そこで今回は、高齢者と税金の取扱いについてご紹介します。
1.高齢者本人が受けられる特例
(1)老年者控除
所得税・住民税は、1年間の所得金額から基礎控除や扶養控除などの所得控除を差し
引いた金額に税率を掛けて計算しますが、この所得控除の一つとして老年者控除があ
ります。所得者本人の年齢が65歳以上で、合計所得金額が
1,000万円以下の場合に所
得金額から所得税は50万円、住民税は48万円、それぞれ控除することができます。
(2)公的年金等控除
国民年金、厚生年金、恩給などのいわゆる公的年金等は、雑所得として所得税の課税
対象となります。公的年金等に係る雑所得の金額は、公的年金等の収入金額の合計額
から公的年金等控除額を差し引いて計算しますが、年齢が65歳以上の人の場合は、
65歳未満の人よりその控除額が多くなっています。
(3)マル優などの利子の非課税
年齢が65歳以上の人は、預貯金や国債・地方債及び郵便貯金の利子の非課税制度を利
用できます。この制度を利用すれば、それぞれ
350万円、合計 1,050万円までのこれ
らに対する利子については、所得税・住民税(税率の合計20%)はかかりません。
2.高齢者を扶養している方が受けられる特例
配偶者控除や扶養控除の対象となる親族が70歳以上の場合の配偶者控除額や扶養控除額
については、通常の1人当たり所得税38万円、住民税33万円に代えて、それぞれ48万円、
38万円を所得金額から差し引くことができます。
なお、扶養控除の対象となる高齢者が、納税者やその配偶者の父母や祖父母などの直系
尊属で、納税者やその配偶者のいずれかと同居を常況としているときは、さらに所得税は
10万円を加算した58万円を、住民税は7万円を加算した45万円を差し引くことができます。
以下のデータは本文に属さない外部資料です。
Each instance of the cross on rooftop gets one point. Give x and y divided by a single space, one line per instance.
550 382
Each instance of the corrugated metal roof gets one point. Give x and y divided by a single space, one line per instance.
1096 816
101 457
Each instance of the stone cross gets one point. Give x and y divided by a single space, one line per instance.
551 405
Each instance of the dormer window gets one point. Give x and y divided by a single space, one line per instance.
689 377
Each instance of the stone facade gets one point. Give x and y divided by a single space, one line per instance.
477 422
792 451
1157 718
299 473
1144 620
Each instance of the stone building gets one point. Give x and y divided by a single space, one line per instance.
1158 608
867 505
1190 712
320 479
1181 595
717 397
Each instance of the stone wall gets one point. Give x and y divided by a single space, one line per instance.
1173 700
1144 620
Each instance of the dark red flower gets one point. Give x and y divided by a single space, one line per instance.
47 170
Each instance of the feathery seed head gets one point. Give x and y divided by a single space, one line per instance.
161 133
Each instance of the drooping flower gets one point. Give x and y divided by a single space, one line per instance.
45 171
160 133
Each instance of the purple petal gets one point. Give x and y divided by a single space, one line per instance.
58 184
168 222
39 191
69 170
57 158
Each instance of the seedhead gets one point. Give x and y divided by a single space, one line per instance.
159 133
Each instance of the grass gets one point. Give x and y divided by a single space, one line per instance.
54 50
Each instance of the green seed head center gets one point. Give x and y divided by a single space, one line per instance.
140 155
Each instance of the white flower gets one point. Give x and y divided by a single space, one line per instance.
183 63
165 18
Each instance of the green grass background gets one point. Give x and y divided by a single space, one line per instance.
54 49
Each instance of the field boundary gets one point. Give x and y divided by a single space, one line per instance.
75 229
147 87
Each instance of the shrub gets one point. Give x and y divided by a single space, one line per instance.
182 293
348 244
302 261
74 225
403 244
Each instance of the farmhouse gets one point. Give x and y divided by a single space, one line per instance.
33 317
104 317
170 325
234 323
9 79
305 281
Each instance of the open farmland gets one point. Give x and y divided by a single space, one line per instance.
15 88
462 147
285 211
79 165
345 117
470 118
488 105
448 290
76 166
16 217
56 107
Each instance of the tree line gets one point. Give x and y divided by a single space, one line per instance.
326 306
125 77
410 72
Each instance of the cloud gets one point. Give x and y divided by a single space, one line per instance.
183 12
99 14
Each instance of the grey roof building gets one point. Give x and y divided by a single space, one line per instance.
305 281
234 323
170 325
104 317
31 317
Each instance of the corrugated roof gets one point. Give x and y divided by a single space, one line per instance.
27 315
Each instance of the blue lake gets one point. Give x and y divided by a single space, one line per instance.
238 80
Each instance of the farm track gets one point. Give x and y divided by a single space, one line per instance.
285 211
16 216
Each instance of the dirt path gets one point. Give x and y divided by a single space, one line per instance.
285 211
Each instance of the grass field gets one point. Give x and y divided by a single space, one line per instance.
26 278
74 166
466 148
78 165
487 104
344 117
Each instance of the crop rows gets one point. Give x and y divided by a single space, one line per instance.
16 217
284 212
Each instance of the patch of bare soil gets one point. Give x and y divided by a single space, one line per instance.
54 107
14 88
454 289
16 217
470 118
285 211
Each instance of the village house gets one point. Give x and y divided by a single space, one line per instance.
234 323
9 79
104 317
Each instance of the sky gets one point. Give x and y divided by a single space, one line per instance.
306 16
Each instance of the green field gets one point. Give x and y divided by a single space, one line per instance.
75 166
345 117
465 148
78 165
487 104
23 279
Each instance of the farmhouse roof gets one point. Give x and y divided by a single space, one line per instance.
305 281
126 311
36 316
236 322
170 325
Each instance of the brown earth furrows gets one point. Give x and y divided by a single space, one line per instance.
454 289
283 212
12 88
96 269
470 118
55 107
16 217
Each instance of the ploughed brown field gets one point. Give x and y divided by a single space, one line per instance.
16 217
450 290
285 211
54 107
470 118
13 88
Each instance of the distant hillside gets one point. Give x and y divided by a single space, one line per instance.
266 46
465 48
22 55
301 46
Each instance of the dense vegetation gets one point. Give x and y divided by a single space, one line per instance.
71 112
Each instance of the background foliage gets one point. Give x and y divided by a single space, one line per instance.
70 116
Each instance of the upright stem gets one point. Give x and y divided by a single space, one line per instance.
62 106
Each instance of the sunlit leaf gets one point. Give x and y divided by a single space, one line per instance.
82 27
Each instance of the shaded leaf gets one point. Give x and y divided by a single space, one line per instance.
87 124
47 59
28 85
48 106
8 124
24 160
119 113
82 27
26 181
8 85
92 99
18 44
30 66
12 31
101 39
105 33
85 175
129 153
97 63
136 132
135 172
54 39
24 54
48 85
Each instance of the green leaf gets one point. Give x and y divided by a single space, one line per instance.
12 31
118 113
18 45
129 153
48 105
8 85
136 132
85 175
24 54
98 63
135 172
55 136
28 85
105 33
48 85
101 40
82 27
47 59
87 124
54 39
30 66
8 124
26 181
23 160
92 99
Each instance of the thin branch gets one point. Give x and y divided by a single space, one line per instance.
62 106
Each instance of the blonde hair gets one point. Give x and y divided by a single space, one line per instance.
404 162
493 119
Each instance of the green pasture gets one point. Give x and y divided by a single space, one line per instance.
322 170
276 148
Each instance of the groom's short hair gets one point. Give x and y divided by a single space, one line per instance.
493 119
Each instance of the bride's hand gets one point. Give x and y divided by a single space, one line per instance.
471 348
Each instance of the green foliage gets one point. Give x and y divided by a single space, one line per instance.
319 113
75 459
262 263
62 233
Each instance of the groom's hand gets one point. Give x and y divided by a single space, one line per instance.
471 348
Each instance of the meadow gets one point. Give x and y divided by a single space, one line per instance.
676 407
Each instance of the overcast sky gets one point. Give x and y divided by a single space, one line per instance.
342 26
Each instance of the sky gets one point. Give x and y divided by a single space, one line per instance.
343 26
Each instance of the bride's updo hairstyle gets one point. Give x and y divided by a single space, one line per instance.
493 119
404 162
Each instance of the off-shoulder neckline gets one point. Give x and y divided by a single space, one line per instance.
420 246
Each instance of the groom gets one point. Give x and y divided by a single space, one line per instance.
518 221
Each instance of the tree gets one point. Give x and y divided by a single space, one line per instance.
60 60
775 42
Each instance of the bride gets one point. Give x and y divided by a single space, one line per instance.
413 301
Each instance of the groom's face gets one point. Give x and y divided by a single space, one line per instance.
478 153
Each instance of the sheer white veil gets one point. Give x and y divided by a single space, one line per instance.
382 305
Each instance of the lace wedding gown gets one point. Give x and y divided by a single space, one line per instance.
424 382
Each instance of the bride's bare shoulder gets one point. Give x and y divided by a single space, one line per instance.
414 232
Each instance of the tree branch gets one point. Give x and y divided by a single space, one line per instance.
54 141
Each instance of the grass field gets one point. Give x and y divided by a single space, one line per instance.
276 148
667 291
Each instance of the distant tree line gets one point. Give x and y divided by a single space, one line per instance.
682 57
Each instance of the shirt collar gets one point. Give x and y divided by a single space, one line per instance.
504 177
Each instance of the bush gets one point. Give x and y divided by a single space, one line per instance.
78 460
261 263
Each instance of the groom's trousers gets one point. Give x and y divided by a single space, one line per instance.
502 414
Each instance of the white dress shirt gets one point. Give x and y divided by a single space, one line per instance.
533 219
ところで、配偶者控除や扶養控除の対象となるのは、納税者と生計を一にし、その年の
所得金額が38万円以下の親族です。例えば、その年の収入が公的年金や恩給だけである
65歳以上の人は、その収入金額が
178万円以下であれば公的年金等控除額の 140万円を
差し引いた雑所得の金額は38万円以下となりますので、その高齢者の方と生計を一にし
ている納税者は配偶者控除や扶養控除の適用を受けることができます。